Wednesday, September 27, 2017

Ethnic Group in Indonesia : Baduy

Baduy adalah salah satu suku adat yang berada di desa kanekes, Kecamatan Leuwidamar, Lebak, Banten, Indonesia. Suku ini terdiri dari 63 desa diantaranya 3 desa termasuk suku Baduy Dalam(Cibeo, Cikeusik, Cikertawana) dan 60 desa termasuk suku Baduy Luar. Saat mengunjungi Baduy kemaren, saya menginap di salah satu rumah warga yaitu Kang Herman di Desa Cibeo.

Perjalanan saya berawal dari stasiun rangkasbitung kemudian menuju titik awal masuk baduy yang ditempuh menggunakan elf selama 2 jam. Kemudian di pintu masuk menuju perkampungan baduy dalam ditempuh selama 2-3 jam berjalan kaki menyusuri jalan setapak hutan dan lembah. Biasanya akan ada pemandunya dari suku baduynya serta pemandu guide yang pada saat saya ikut tur, pemandu saya adalah mas gusti dari @tilulangkah. Untuk yang mau kesini, harus diperhatikan sepatu yang digunakan cocok untuk tanah yang licin dan medan yang bergelombang.
Jalan menuju dan dari kawasan Suku Baduy

Pos 2 Memasuki Kawasan Baduy
Jembatan menuju pos 2

Masyarakat Baduy Dalam memiliki ciri-ciri memakai baju putih atau hitam dengan memakai ikat kepala putih sedangkan Baduy Luar memiliki ciri-ciri memakai baju hitam dengan memakai ikat kepala biru. Penggunaan baju serba putih melambangkan kesucian yang tidak terpengaruh oleh aspek kehidupan luar.
Kecuali yang tengah, merupakan 2 orang suku baduy dalam
Anak-anak dari golongan suku baduy luar, boleh menggunakan baju bebas dan juga alas kaki seperti sendal
Baduy Luar dahulunya termasuk dalam golongan masyarakat Baduy Dalam, tapi karena mereka sudah tidak dapat mengikuti seluruh peraturan yang ada maka mereka dikeluarkan setelah mendapatkan sanksi dan kemudian bermusyawarah dengan Pu'un (ketua adat) serta tetua adat lainnya.

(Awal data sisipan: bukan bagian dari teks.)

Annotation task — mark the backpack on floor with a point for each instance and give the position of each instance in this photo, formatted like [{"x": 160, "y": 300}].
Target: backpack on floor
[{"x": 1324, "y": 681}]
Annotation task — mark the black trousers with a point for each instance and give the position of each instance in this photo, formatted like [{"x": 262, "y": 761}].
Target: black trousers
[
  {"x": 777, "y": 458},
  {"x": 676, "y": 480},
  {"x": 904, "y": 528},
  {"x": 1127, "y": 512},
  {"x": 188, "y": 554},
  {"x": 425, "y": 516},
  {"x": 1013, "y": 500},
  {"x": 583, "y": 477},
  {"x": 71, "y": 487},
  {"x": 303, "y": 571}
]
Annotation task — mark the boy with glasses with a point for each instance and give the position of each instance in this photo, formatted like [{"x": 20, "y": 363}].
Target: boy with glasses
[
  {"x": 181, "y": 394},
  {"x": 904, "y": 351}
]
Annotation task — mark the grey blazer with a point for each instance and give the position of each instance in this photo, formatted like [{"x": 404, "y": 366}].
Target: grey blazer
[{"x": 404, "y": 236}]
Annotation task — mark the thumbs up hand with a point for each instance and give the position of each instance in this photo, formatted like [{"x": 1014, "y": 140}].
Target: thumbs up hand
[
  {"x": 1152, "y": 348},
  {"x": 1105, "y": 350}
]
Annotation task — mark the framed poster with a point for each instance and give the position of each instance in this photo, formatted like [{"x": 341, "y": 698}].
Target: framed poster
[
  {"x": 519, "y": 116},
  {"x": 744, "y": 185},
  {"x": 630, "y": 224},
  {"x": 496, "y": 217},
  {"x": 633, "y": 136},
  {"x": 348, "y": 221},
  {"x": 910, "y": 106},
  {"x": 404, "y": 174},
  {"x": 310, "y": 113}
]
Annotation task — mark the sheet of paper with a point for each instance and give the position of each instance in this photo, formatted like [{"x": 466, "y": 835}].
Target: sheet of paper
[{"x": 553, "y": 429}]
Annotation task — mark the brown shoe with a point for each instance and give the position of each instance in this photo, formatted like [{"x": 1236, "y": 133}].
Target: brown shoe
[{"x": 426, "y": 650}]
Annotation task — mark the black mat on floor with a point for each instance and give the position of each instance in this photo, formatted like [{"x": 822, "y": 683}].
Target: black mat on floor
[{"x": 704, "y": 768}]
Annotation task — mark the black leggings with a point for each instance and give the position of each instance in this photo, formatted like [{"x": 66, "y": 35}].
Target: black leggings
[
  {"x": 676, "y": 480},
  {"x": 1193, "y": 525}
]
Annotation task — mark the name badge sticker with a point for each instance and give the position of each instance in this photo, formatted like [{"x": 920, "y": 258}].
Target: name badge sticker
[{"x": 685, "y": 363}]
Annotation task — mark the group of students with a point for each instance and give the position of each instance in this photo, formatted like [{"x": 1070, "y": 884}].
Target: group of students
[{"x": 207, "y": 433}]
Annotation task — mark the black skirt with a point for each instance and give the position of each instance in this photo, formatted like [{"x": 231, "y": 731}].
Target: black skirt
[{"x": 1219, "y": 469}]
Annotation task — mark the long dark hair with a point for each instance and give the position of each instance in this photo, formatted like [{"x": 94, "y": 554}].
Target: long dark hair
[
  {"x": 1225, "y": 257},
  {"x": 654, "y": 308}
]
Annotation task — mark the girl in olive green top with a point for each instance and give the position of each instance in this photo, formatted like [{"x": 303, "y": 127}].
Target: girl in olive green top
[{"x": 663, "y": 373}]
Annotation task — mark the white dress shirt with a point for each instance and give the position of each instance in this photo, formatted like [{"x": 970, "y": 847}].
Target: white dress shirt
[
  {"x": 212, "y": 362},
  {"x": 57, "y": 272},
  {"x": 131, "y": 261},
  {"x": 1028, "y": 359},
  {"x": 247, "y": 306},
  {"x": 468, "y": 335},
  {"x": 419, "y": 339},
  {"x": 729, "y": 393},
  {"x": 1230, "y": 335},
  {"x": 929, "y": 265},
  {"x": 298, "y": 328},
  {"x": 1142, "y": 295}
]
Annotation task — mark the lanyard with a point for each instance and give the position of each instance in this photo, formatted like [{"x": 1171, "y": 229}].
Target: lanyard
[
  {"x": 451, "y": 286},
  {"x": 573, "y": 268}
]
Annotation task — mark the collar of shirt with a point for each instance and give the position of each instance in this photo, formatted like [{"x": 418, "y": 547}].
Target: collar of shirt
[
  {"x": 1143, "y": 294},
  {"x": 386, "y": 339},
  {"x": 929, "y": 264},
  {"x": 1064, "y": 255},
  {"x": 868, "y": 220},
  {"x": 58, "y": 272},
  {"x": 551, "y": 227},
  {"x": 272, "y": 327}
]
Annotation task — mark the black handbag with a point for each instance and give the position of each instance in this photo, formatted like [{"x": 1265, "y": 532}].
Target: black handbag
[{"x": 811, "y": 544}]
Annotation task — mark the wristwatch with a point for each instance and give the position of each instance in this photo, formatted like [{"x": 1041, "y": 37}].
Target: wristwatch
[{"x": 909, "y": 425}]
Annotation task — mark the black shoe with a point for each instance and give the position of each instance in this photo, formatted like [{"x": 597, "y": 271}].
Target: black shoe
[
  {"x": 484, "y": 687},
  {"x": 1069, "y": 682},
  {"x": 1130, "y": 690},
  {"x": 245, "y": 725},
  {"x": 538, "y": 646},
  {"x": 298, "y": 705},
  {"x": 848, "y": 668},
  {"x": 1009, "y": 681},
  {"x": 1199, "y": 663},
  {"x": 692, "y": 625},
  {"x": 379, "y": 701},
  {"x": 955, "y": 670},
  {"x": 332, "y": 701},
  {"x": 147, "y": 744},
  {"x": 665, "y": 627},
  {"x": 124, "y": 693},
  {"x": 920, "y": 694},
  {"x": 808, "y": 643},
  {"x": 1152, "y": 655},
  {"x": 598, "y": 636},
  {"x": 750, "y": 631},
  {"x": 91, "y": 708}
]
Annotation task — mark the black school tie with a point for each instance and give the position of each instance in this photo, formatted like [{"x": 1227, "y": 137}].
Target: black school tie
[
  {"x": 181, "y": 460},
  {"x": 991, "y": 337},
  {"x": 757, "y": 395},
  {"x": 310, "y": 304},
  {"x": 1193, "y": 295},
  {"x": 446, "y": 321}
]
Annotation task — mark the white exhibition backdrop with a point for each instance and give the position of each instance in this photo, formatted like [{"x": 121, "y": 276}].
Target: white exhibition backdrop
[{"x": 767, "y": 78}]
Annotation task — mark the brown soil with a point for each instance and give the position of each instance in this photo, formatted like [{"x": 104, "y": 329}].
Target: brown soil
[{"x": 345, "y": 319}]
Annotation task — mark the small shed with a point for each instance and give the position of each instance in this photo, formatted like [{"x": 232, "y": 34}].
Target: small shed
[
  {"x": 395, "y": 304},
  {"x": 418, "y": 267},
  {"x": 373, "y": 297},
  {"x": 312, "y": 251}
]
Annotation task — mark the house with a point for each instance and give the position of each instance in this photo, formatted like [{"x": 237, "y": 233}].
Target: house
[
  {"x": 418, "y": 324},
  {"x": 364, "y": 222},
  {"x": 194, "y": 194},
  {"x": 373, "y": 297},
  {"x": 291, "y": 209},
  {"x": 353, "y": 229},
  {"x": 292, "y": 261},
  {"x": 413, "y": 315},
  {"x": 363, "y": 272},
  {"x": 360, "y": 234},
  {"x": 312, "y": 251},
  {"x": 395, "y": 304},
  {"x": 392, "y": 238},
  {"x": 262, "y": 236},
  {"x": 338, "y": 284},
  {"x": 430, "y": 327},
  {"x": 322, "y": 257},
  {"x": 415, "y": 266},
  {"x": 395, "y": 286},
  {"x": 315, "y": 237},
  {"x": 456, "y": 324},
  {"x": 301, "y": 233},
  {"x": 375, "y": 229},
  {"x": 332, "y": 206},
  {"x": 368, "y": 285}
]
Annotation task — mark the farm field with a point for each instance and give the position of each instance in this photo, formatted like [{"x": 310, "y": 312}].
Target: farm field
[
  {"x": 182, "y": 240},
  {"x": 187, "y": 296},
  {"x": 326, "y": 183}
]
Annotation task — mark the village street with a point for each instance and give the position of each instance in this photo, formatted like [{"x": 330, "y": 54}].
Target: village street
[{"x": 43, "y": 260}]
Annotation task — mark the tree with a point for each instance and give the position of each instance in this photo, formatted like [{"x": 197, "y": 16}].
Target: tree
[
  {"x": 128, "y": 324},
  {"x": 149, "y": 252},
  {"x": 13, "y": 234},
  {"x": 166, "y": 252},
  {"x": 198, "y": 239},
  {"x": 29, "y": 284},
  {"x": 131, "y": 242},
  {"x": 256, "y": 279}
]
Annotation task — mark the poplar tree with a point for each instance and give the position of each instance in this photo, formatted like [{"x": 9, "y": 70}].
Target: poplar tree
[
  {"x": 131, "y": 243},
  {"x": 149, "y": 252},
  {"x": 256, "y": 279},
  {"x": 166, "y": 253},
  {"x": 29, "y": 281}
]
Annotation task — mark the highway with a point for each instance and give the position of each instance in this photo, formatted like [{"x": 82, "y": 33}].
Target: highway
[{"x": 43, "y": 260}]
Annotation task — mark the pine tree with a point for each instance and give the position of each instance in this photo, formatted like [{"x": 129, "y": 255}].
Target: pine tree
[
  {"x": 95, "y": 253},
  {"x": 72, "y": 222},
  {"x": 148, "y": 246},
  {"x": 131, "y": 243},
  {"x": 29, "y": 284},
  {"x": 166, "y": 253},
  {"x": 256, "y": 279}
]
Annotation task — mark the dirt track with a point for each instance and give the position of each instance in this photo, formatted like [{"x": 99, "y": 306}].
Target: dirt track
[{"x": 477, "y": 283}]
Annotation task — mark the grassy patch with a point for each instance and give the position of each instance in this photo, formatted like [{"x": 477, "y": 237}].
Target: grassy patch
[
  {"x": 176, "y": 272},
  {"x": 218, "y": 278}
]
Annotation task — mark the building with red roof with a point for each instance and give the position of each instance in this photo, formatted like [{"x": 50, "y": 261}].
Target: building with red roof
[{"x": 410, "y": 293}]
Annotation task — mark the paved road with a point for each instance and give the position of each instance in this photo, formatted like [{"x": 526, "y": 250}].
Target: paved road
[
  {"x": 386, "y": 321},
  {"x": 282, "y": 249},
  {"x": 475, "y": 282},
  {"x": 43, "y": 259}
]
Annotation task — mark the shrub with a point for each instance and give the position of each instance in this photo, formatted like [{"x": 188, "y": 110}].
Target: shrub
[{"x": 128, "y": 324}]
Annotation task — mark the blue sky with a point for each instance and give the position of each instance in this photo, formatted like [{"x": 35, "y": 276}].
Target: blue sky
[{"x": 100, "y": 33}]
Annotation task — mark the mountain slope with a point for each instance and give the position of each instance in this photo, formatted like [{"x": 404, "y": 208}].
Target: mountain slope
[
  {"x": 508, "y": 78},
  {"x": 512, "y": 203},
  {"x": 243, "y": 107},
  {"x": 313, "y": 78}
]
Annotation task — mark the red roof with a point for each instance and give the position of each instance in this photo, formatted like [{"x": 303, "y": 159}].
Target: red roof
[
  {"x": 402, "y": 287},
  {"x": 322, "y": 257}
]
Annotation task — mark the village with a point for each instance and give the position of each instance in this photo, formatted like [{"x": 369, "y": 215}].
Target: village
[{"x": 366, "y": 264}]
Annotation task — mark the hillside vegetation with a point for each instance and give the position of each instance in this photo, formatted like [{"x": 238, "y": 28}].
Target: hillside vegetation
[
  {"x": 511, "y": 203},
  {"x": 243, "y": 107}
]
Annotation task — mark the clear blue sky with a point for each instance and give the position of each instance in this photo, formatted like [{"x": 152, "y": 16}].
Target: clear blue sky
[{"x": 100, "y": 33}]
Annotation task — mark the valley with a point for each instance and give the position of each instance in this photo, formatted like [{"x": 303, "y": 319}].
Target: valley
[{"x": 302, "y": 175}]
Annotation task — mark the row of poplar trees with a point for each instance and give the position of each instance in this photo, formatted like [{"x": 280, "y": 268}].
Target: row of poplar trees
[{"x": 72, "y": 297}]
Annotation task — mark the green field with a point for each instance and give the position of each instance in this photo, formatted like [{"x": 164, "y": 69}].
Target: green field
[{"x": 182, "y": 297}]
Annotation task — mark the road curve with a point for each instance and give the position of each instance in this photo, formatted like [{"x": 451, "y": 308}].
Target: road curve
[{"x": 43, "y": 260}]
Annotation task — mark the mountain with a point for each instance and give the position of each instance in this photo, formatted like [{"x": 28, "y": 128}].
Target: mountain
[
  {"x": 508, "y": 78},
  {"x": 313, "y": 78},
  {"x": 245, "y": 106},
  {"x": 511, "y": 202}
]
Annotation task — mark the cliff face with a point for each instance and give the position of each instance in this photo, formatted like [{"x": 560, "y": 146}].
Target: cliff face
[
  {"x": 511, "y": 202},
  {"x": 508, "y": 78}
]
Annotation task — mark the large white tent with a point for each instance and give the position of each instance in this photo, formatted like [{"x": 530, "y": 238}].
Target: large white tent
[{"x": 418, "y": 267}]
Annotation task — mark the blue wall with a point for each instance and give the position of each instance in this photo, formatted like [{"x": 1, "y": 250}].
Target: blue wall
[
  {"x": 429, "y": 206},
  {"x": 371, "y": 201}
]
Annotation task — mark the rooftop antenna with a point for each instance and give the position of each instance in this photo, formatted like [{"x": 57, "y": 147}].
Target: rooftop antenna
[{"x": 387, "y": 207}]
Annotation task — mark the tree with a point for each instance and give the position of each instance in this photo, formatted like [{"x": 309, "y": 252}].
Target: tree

Hal ini seperti tidak mengikuti peraturan untuk tidak menggunakan barang elektronik, tidak menaiki kendaraan bermotor, tidak berpoligami, tidak menggunakan sabun untuk membilas badan-pakaian-cuci piring dan lain sebagainya. (Sangat banyak sekali peraturan detailnya, harus ditanyakan lebih lanjut kepada masyarakat suku baduy).

Warga Baduy ini memiliki keyakinan agama tentang roh-roh yang termasuk kepercayaan animisme. Menurut beberapa sumber, agamanya merupakan sunda wiwitan. Mereka termasuk suku sunda yang masih menggunakan bahasa sunda baduy yang berbeda sedikit dengan bahasa sunda bandung dan juga pandeglang.

Mereka memiliki tanggalan yang berbeda dari penanggalan Masehi. Setiap bulannya memiliki kegiatan seperti bulan untuk bertanam/bertani, panen, sunat, puasa dan lain sebagainya.
Untuk bulan bertani, kaum wanita akan bertani sejak pukul 6 berangkat bersama-sama menuju lokasi kebun yang sudah ditentukan oleh Ketua Adat. Sistem pertanian tidak memakai air melainkan bertani sistem kering di tanah yang miring (tidak terasering atau bajak). Hal ini membuat panen yang lebih lama bisa mencapai 5-6 bulan sekali. Mengapa menggunakan sistem bertani kering? Karena suku Baduy mempercayai untuk tidak merubah kontur tanah sehingga sistem itulah yang dipilih. Untuk pertanian lainnya seperti jagung ataupun sayur dan buah seperti durian mereka akan bergantian menggunakan lahan untuk berkebun. Mengapa? Karena setiap masyarakat Baduy Dalam tidak memiliki lahan yang mana lahan yang ada adalah lahan milik adat atau lahan bersama sehingga mereka harus bergantian menggunakan lahan yang ada. Lokasi dan siapa yang akan meggunakan lahan akan dimusyawarahkan secara bersama-sama. Yang saya tau bahwa masyarakat Baduy Dalam tidak boleh menanam coklat.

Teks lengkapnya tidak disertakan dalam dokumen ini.